Free-Will and Conceptualized Ideals

The debate of free-will and determinism is a massive topic - it’s often considered to mean different things, and is seldom considered in perhaps the most relevant sense.  Is it more relevant to analyze actions from their origin?  Of external influence?  Of genetics?  This post will assert that the free-will/determinism dichotomy is a false dichotomy; and that free-will is possible, but often skewed by factors of external influence.

The Definition of Free-Will

Humans are unique to the animal kingdom in that they have the distinct capacity to imagine something in its most perfect form.  We can see a creation, and notice its flaws; we can critique and improve; we can analyze and reconfigure.  Humans can apply this ability to everything.  It’s most important that we can analyze a decision, its implications, and determine the most preferable, the most perfect; and then that we have the ability to enact the decision.  

Now the question of whether the decision ought to be made for the moral-actor himself, or for another remains to be seen, and will be addressed in a future post.  For now,  it is reasonable that the moral actor will determine the choice of the highest value; value being a subjective consideration, to him in the moment.  This choice could be of long-term or short-term interest; of personal or altruistic preference; but whichever has the greater significance or value to the actor himself.

Is Free-Will a Valid Concept? 

The easiest way to determine if free-will might be a valid concept, is to apply Occam’s Razor.  Based on the definition above, there are two possible points of contention: humans cannot choose, and humans cannot conceptualize ideals.

First Contention: “Humans cannot choose.” 

It is undisputable that humans act.  But are the actions at the volition of the actor?

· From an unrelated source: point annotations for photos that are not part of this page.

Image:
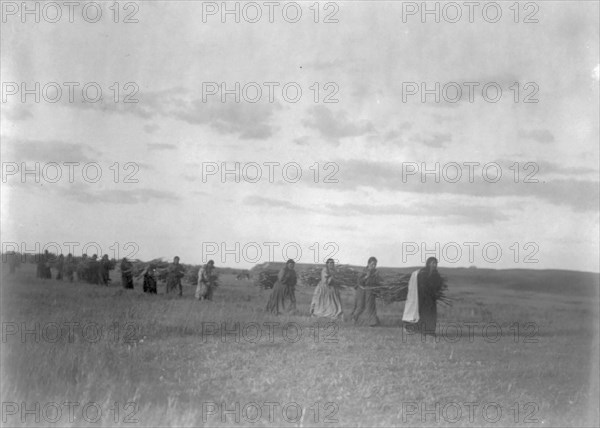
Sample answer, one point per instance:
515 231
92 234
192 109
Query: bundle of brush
440 290
345 276
310 277
390 287
266 278
191 274
158 264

Or is it a response to equilibria imbalance - such as is the case with other animals.  Let’s consider the two possible circumstances:

  • Choices are predetermined by nature - a good choice is that which aids in its survival, a bad choice is that which does not. 
  • Choices are made by the actor - a good choice is determined by the actor (or by ethics), a bad choice is determined by the actor (or by ethics).

It is important to note a few facts and observations.   If humans cannot choose, then the quality of their actions are determined strictly by how well it conforms to an evolutionary strategy.  In this way, nature determines the species who are successful, and the species who are unsuccessful - both of which pertain to fitness of environment.  But in the course of evolution, nature has determined that reason and logic are preferable to mere satiation of equilibria; think of the significant advantage that farming gave early humans (farming being a direct application of the scientific method).  And indeed we can confirm that the biggest separation between humans and the animal kingdom is our ability to apply reason and logic to the material world, and then choose.  And thus, it follows that choosing is an integral part of humanity, and has driven our success evolutionarily.

Second Contention: “Humans cannot conceptualize ideals.”

Evolutionarily, reason has been selected as a means of superior survival, which is used to accurately describe material realty.  We can take inputs, process them, and then manipulate the environment around us to our ends.  Thus, when reason is in discord with material reality, it does nothing for our survival, and may perhaps harm it instead.  Here, we have the ultimate ideal: truth – and the consequences of untruth.  It is clear that our ability to reason provides our ability to conceptualize ideals.  And because humans have reason, we must also have the ability to conceptualize ideals; this being evident in our ability to determine truth.  Truth will be discussed further in the blog post "Truth and the Methodology of Validation."

Proposition: "Humans can conceptualize ideals."

  1. Truth is the ultimate conceptualized ideal.
  2. Reason is the method of determining truth.
  3. Humans have the ability to reason. 
  4. Humans can conceptualize ideals.

The greater question of free-will and choice is why we choose what we choose. 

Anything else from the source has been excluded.